'Public process of e-toll inadequate'

Salga says the public process around urban tolling has not been up to standard.

A Gauteng resident contributes his ideas at the e-toll hearings in Kempton Park on 13 November, 2012. Picture: Taurai Maduna/EWN

CAPE TOWN - The South African Local Government Association (Salga) said on Tuesday the public consultation process around urban tolling has been woefully inadequate.

It cited the example of Gauteng, where e-tolling is expected to be rolled out.

Salga officials made a submission to the Parliament's Portfolio Committee on Transport on Tuesday.

It called for the draft law dealing with tolling to be amended so as to empower the public when consultations are held.

Salga's Mthobeli Kolisa added that urban tolling will force motorists onto other roads, which could compound traffic congestion.

"Once there is more traffic on those local roads, municipalities will have to spend more on traffic management. This means we won't have a situation where there is congestion on those roads that makes it impossible for other users."

Committee Chair Ruth Bhengu agrees and said some municipalities will be over-burdened with the upkeep of these roads.

"Salga is talking about the consultation and mitigating factors of the impact of the diversion of transport, volumes of traffic that have a negative impact on the infrastructure that they are responsible for."

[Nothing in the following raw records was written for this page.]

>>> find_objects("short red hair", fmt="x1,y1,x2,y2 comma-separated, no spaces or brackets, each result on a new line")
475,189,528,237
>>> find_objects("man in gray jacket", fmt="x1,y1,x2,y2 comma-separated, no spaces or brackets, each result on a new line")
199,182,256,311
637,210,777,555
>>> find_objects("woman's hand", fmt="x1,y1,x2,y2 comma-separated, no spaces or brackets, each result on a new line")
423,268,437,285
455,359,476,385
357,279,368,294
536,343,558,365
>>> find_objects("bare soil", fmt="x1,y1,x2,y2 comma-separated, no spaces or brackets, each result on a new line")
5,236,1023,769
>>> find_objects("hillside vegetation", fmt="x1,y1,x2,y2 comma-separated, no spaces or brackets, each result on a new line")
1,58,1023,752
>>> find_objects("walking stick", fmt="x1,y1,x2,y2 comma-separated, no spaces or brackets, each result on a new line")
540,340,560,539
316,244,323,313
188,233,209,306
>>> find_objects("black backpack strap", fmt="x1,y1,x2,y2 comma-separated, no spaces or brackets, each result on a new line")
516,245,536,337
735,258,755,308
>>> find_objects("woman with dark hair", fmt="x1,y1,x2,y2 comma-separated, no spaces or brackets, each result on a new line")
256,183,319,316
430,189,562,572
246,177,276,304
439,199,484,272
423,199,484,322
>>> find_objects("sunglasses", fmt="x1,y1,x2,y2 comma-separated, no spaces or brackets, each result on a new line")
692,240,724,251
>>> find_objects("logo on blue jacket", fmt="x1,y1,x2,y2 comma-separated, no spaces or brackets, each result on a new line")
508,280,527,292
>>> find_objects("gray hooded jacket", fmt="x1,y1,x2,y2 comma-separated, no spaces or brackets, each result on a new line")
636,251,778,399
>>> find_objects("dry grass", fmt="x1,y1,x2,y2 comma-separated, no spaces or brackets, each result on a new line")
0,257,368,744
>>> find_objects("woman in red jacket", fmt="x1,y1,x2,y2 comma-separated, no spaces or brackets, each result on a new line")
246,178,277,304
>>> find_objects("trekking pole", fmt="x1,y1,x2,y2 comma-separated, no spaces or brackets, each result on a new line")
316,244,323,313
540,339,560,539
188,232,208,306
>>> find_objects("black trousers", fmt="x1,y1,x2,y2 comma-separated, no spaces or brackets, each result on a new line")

Congress of South African Trade Unions also made a submission.

The trade union federation's Jane Barret said the need for tolling reveals government's inability to provide quality public transport.

"We've made almost no progress. In the last 12 years, not one new subsidised bus route has been introduced, apart from the Bus Rapid Transit System (BRT)."

Salga wants an additional clause to the Transport Laws and Related Matters Amendment Bill, making it obligatory in the future for the South African National Roads Agency Limited (Sanral) to carry out impact studies of tolling, before it is implemented in Gauteng.

Sanral has reported that 500,000 e-tags have been sold to motorists and fleet vehicles.

A full North Gauteng High Court review of the controversial system is due to be heard on 26 November.

Revenue from the system is due to pay of a multibillion rand debt Sanral incurred in 2007.